The key property is that it advances the underlying iterator even over skipped elements. This matters when the caller holds a reference to the same iterator and expects it to be consumed up to stop.

product: nested loop unrolling

product pre-materialises each input iterable into a pool list. It then generates tuples by carrying indices through the pools, mirroring nested for loops.

# CPython: Lib/itertools.py:140 product reference implementation
def product(*args, repeat=1):
pools = [tuple(pool) for pool in args] * repeat
result = [[]]
for pool in pools:
result = [x + [y] for x in result for y in pool]
for prod in result:
yield tuple(prod)

The reference implementation above is memory-expensive because it materialises all combinations. The C implementation is lazy: it keeps one index array of length n (number of pools) and increments the rightmost index on each __next__ call, carrying left on overflow, exactly like an odometer.

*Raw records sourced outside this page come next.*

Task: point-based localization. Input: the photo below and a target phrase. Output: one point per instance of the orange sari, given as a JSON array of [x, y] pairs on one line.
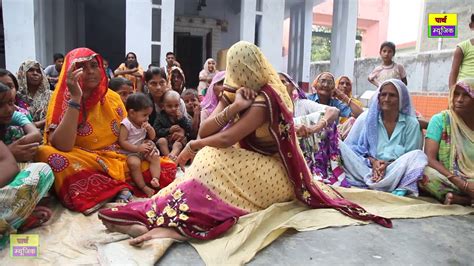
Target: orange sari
[[94, 171]]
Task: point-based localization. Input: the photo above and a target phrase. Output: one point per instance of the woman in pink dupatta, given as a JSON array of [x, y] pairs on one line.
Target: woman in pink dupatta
[[245, 168]]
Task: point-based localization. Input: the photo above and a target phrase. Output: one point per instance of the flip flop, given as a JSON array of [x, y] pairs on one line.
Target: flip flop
[[38, 217], [123, 196], [400, 192]]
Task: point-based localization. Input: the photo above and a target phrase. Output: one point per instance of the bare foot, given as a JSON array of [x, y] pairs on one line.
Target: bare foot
[[452, 198], [132, 230], [148, 191], [159, 232]]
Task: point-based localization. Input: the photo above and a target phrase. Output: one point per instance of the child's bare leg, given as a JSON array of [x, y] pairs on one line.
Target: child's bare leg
[[177, 147], [155, 170], [159, 232], [133, 230], [452, 198], [134, 164], [163, 146]]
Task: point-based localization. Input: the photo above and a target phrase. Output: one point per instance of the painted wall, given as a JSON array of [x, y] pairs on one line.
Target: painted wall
[[271, 41], [426, 72], [372, 19], [19, 28], [138, 30]]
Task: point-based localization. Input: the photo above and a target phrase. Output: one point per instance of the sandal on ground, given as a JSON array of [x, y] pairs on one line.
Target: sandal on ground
[[400, 192], [38, 217], [123, 196]]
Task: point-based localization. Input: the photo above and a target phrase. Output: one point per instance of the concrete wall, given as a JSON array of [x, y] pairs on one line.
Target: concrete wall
[[18, 17], [426, 72]]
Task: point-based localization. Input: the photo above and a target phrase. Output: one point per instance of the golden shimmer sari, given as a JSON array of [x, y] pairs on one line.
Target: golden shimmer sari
[[223, 184]]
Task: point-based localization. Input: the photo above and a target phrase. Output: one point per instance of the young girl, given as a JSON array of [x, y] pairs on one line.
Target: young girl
[[169, 121], [136, 136], [193, 108], [206, 75], [122, 86], [388, 69]]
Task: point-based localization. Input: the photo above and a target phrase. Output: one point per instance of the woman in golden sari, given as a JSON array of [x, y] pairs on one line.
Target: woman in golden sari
[[82, 128], [252, 164]]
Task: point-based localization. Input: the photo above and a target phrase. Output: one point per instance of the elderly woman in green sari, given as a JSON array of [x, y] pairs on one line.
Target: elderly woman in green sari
[[449, 146]]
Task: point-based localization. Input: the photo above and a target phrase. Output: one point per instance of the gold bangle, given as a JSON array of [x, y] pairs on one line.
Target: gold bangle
[[324, 121], [188, 146], [349, 102]]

# CPython: Lib/itertools.py:163 product lazy carry (conceptual)
def _advance(indices, pools):
for i in reversed(range(len(pools))):
indices[i] += 1
if indices[i] < len(pools[i]):
return True
indices[i] = 0
return False # exhausted

groupby: key function grouping

groupby groups consecutive elements that share the same key. A change in the key value closes the current group and opens a new one. Advancing the outer iterator also advances the inner group iterator, so a group object becomes stale once the outer iterator moves on.

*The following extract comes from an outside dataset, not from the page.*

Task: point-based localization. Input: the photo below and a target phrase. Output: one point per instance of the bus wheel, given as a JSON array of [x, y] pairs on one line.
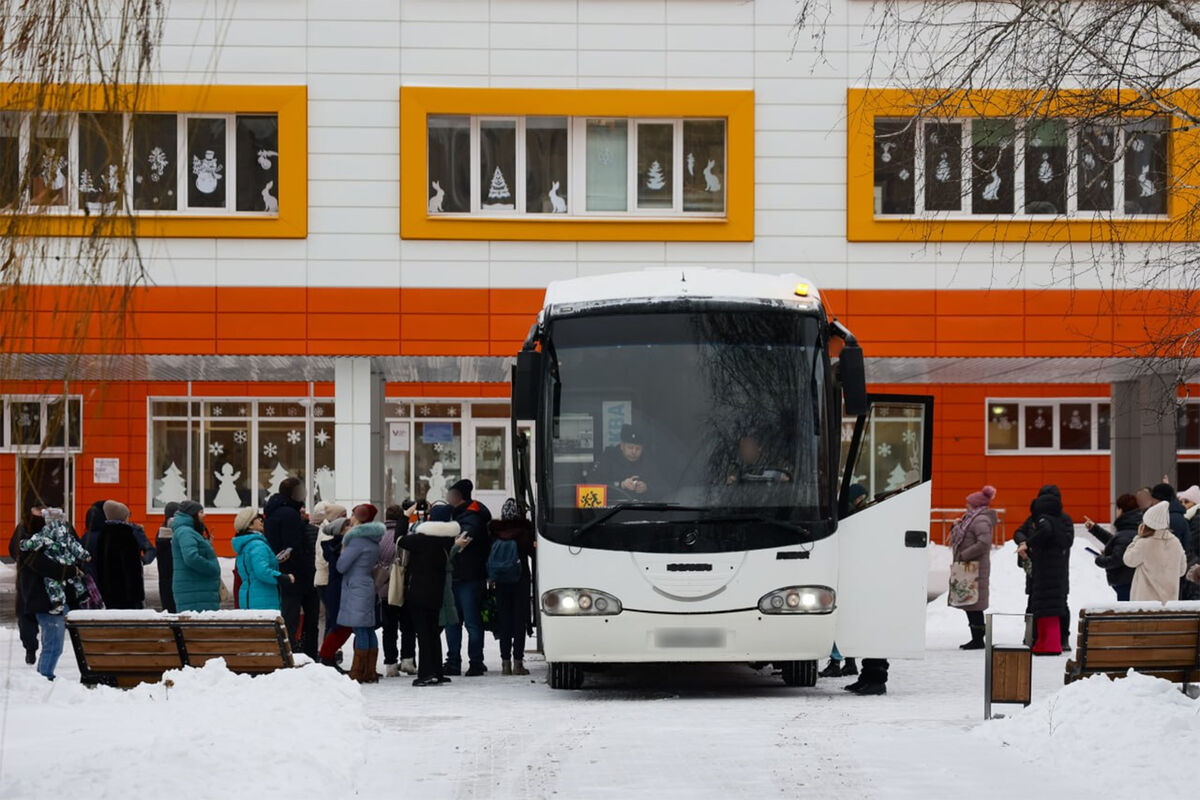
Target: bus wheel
[[564, 675], [801, 673]]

# CPython: Lib/itertools.py:370 groupby reference implementation
def groupby(iterable, key=None):
if key is None:
key = lambda x: x
targetkey = currkey = currvalue = object()
for currvalue in iterable:
currkey = key(currvalue)
if currkey != targetkey:
targetkey = currkey
yield currkey, _grouper(currvalue, targetkey, key, iterable)

The _grouper object shares the underlying iterator. If the caller discards a group without consuming it, groupby skips those elements on the next call to __next__. This means groups must be consumed in order, not stored and consumed later.

accumulate with initial

accumulate applies a binary function cumulatively. The initial keyword (added in Python 3.8) prepends one value before the first element.

# CPython: Lib/itertools.py:430 accumulate reference implementation
def accumulate(iterable, func=operator.add, *, initial=None):
it = iter(iterable)
total = initial
if initial is None:
try:
total = next(it)
except StopIteration:
return
yield total
for element in it:
total = func(total, element)
yield total

With initial set, the output has one more element than the input. This is useful for prefix sums where the zeroth element must be 0 (or the identity of the operation).

gopy notes

Status: not yet ported.

Planned package path: module/itertools/.

Each iterator type in itertoolsmodule.c maps to a Go struct with a Next() (Object, error) method. The port order suggested by dependency depth is: chain, islice, zip_longest, accumulate, then groupby and product. product and permutations require a mutable index array and carry logic; those can share a helper. batched (added 3.12) is simple and can ship alongside islice. All types must implement __iter__ returning self and __next__, and must register with the iterator protocol in objects/protocol.go.